TL;DR
The candidates who consistently win behavioural interviews don't improvise. They have a pre-built bank of 5 to 8 real stories from their career, structured in STAR format, ready to deploy on demand. 3 hours of preparation, used in every interview from now on.
Why story banks beat improvisation
Behavioural interviews are pattern-matching exercises. The interviewer is looking for evidence of specific competencies. The candidates who win are the ones who can match a real story to the competency the interviewer is probing within seconds.

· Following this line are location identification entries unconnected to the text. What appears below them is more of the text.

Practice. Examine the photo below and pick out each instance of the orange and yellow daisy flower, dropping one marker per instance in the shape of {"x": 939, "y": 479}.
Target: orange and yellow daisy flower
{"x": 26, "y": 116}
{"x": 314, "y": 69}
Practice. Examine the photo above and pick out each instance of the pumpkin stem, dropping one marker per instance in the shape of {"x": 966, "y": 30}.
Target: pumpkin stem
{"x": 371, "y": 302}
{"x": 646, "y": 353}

Improvising forces you to do three things at once: pick a story, structure it, tell it well. That is too much under pressure.
STAR structure
| Letter | Covers | Time |
|---|---|---|
| S - Situation | Context: project, team, moment | 15-20s |
| T - Task | What you specifically were responsible for | 10-15s |
| A - Action | What you did, with specifics | 60-90s |
| R - Result | Measurable outcome and learning | 20-30s |
Most candidates spend 80% of the answer on Situation. Reverse that ratio. Action is where the interviewer learns what you actually do.

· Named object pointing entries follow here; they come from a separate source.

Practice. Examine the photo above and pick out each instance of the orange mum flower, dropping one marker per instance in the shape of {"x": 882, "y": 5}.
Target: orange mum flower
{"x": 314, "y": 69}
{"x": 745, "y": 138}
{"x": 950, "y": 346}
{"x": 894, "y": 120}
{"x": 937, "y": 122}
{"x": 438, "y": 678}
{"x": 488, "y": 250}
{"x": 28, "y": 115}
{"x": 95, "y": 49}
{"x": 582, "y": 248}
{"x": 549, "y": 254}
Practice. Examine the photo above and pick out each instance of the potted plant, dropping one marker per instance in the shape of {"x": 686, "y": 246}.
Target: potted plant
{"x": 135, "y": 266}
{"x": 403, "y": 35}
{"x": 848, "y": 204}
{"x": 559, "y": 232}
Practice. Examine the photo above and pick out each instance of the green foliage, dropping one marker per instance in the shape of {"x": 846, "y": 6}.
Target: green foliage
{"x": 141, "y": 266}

The 8 archetypes that cover 80% of questions
- The technical problem you solved
- The collaboration that worked
- The disagreement you handled well
- The thing you learned fast
- The thing that did not work
- The leadership moment (formal or informal)
- The under-pressure decision
- The thing you are proud of
The 3-hour build
- 45 min: brain-dump every meaningful project from the last 3-5 years
- 30 min: map them to the 8 archetypes
- 90 min: write each one in STAR format
- 15 min: practise saying them out loud, time each (2-3 min target)
3 hours, once. Refresh every 6 to 12 months. Reuse for the rest of your career.